Although many people in the community are terrified of cold-blooded animals, experts hope people who share a hometown with prairie rattlesnakes will educate themselves and work to preserve the resilient species.

“It’s very cool that we have this rattlesnake who somehow manages to make a living as far north as Canada,” said Snakes on a Plain co-owner Sheri Monk.

“I think we kind of owe it to the species to kind of protect it a bit and realize that it’s not here to get us, and that we can lend it a hand.”

Sheri and his wife Alyssa started their snake safety education and fencing business around the start of the pandemic to help protect people and their pets, as well as the snakes that inhabit parts of southern Alberta.

Monk lives in Medicine Hat and holds the same position as the Lethbridge Rattlesnake Wrangler.

First Diver has worked for around nine years as the town’s ‘rattlesnake guy’ and says he still has never been bitten, despite receiving rattlesnake venom in the one of his eyes last summer, causing him to lose almost all vision out of his right side.
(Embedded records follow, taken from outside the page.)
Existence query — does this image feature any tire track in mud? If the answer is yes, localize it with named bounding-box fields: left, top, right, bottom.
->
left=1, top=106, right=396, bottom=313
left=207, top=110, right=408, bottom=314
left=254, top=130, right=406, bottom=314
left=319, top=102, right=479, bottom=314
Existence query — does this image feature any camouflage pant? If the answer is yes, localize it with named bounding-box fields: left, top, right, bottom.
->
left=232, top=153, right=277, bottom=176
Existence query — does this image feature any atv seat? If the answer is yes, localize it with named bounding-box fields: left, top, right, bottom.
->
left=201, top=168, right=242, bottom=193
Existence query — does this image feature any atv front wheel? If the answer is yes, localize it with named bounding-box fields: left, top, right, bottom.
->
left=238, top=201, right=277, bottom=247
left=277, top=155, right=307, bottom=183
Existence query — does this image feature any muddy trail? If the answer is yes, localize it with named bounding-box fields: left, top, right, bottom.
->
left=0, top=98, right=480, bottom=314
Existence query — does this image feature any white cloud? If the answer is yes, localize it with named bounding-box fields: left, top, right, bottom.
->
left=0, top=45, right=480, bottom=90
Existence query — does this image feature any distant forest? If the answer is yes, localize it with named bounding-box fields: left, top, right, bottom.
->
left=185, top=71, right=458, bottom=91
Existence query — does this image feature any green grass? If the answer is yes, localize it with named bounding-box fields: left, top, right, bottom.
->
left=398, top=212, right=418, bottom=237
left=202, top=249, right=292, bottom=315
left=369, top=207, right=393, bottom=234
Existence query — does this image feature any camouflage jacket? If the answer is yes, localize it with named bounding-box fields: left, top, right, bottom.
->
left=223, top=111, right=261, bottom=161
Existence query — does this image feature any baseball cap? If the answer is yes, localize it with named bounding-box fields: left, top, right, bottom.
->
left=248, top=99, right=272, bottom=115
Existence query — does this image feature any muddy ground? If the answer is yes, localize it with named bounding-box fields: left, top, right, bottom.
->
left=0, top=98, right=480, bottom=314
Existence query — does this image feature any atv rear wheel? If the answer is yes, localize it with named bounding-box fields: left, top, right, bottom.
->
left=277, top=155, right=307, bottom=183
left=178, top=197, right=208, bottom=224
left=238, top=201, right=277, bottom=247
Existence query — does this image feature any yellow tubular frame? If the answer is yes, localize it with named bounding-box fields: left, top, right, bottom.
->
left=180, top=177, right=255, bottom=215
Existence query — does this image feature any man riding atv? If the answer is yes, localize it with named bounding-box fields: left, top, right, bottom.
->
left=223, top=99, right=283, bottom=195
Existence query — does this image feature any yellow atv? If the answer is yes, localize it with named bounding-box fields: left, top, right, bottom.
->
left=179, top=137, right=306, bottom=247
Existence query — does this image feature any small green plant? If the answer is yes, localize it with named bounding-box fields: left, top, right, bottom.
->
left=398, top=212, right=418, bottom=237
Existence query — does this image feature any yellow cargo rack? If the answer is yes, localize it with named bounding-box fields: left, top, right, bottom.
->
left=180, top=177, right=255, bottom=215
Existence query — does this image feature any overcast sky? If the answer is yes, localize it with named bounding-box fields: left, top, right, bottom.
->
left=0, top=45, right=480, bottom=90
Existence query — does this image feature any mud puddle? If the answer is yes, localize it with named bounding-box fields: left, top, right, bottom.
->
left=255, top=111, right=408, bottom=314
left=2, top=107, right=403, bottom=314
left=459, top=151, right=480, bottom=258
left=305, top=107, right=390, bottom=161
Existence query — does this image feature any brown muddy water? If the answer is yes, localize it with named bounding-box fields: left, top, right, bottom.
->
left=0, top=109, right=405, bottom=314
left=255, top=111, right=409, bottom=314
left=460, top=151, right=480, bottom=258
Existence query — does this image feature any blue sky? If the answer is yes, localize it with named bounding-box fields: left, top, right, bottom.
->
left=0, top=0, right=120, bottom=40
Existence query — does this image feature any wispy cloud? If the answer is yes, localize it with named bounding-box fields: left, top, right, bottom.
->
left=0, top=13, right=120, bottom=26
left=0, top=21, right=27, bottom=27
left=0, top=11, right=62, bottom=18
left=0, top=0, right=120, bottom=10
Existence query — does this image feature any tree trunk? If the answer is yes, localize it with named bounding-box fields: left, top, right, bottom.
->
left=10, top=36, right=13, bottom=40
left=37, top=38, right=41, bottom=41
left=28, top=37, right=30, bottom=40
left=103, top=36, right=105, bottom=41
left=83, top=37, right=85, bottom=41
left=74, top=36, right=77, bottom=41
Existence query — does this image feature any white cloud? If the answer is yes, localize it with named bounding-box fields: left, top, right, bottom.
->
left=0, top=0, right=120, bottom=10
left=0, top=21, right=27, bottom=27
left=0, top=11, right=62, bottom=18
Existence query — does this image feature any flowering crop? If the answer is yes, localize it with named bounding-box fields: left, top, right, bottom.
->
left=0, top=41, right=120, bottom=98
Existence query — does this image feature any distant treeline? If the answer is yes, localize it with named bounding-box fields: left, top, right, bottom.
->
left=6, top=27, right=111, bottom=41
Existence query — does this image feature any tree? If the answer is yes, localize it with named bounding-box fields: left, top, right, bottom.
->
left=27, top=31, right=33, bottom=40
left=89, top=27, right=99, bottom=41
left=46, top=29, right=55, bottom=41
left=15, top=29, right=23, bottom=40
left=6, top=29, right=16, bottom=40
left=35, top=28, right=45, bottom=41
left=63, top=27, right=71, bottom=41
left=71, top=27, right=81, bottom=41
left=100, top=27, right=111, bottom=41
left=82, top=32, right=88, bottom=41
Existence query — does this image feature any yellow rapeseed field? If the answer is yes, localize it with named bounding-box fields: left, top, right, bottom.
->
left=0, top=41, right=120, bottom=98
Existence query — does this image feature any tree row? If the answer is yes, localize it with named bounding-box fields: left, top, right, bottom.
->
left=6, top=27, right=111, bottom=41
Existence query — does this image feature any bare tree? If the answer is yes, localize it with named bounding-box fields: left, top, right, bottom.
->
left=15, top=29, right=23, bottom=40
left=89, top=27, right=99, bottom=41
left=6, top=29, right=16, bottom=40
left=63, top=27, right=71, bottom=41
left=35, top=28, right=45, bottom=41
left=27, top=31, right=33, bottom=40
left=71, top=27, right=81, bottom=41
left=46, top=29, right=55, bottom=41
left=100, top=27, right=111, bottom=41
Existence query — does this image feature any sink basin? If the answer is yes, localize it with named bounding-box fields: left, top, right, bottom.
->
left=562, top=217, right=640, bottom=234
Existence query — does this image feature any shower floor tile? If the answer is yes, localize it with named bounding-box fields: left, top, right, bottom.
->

Working with rattlesnakes is not a common job for someone living in Canada, but for First Diver, he wouldn’t want it any other way.

“I’ve been around snakes all my life. I grew up with pet snakes, constrictors and exotics, etc. in my adult life,” he said.

There have never been any reported fatalities from prairie rattlesnake bites in Alberta.

It is illegal to kill, possess or damage areas of rattlesnakes and there are significant charges and fines for tampering with the species.